Big Names: Jeff Bridges, Cybill Shepherd (her first role...she is gorgeous in this movie, and she had an affair with the married director which led to their divorce), Cloris Leachman, Ellen Burstyn (the mom in the Exorcist), Randy Quaid (just as awkward as in the Vacation movies)

I found this quote by Cybill Shepherd on the movie:
"When a film wraps, the actors often like to keep some of their props or wardrobe as mementos. I wanted the heart-shaped locket and brown and white saddle shoes that Jacy wore, but his wife Polly was in charge of costumes and wouldn't give them to me. I guess she figured I had enough of a souvenir: her husband."

Sunday, February 13, 2011

#98 Yankee Doodle Dandy (1942)

This was my first musical on the list. James Cagney plays George M. Cohan, a composer, dancer/singer, and playwright who lived in the early 20th century. Cohan was known as the "man who owned Broadway" prior to WWI and focused mostly on patriotic songs and plays. I'm ashamed to admit that even though I knew his songs, I didn't even recognize Cohan's name. With the songs "Yankee Doodle Dandy," "Give My Regards to Broadway," and "You're a Grand Old Flag," you would've thought that in my ten years of piano lessons or six years of band, I would've at least recognized his name.

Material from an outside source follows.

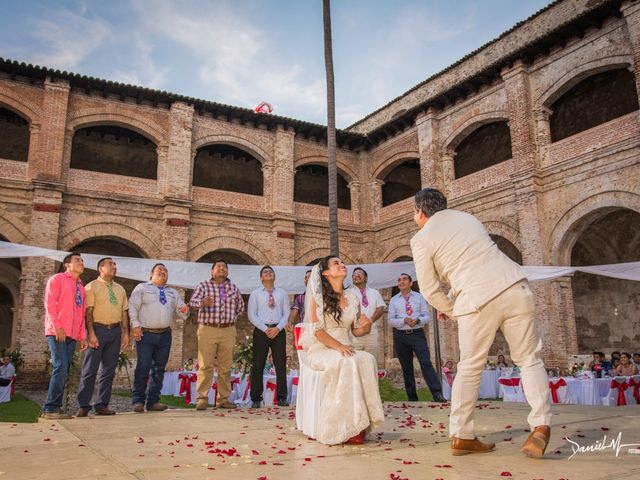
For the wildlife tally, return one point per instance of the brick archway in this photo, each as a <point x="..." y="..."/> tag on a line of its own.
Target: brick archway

If this movie was redone now, it wouldn't stand a chance. There's not really any drama, no villains, no drug abuse, no cheating on wives... There was none of the excitement that is present in the biographies that come out nowadays. He was portrayed as a mostly likable person surrounded by family and friends who loved him and didn't seem to do anything wrong, either. It was a "feel good" movie that I think made the list because of James Cagney's impressive (Oscar-winning) acting, singing, and dancing (e.g. and because it started a film biography trend in Hollywood. I would imagine that in the middle of WWII, a patriotic film would probably do well in America, just due to its timing.

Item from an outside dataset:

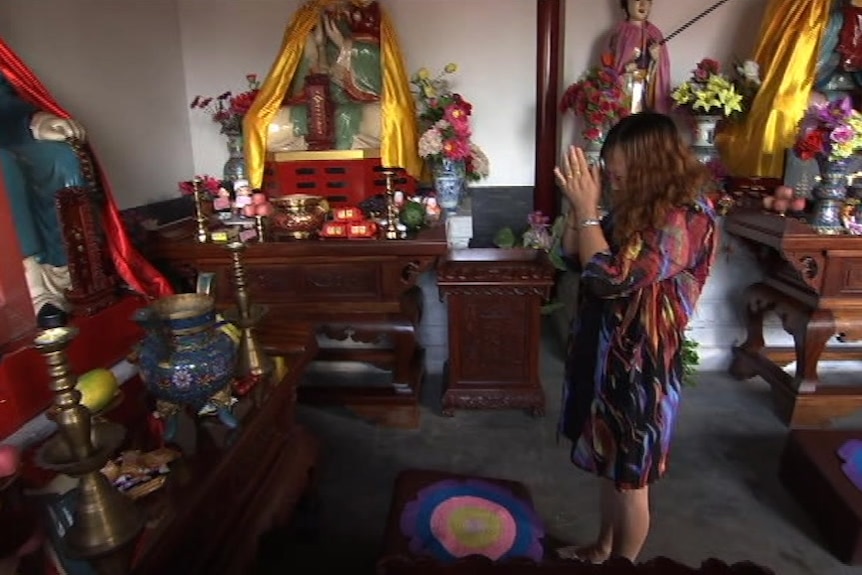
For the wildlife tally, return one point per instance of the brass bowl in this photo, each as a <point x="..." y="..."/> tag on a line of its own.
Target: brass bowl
<point x="299" y="215"/>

In my Wikipedia-ing Cohan, I saw that not everything in the movie is completely accurate. (And you know with Wikipedia, anyone in the world can write anything they want about any subject so you know you are getting the best possible information.) He wasn't actually born on the fourth of July, and he was married once before marrying the "Mary" in the movie, who was actually Agnes. Interestingly, I also saw that his sister Josie was married to the silent film producer of the original Ben-Hur. I thought that was pretty timely for me. :)

Rating: 5/10

Big Names: James Cagney

Big Lines: My mother thanks you, my father thanks you, my sister thanks you, and I thank you.

Monday, February 7, 2011

#100 Ben-Hur (1959)

Movies like Ben-Hur are why I'm taking the time to do all this movie-watching. It was excellent, and I think I have found a movie to add to my favorites list. I'm also tempted to eventually watch the original Ben-Hur: A Tale of the Christ (from 1925).

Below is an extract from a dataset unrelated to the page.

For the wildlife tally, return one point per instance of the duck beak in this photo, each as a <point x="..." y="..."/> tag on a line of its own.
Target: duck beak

I honestly knew nothing about this one. If you aren't familiar with it, either, it is the story of Judah Ben-Hur, prince of Judea during Jesus's lifetime. Messala, a Roman tribune (officer) stationed in Judea and childhood friend of Judah's, abuses their friendship and tries to convince Judah to betray his people and help the Romans kill those who do not support the emperor. When Judah refuses, Messala unfairly imprisons Judah, his mother, and his sister. Through pure chance, good luck, and faith in God (kinda Count of Monte Cristo-ish), Judah again becomes a free man who seeks revenge on Messala. That's about as much as I can tell you without ruining it.

I kept thinking as I was watching that his character was oddly similar to the heroine of my favorite book and movie, Scarlett O'Hara. They both were changed so drastically by the lives that they had to live, and after their entire worlds crumbled, the only things keeping them alive were anger and their desire to keep the vows they had made to themselves. Scarlett's was to never be hungry again, and Judah's was to return to Messala for revenge. This epic film was also almost as long as Gone with the Wind so maybe that's why I was looking for similarities.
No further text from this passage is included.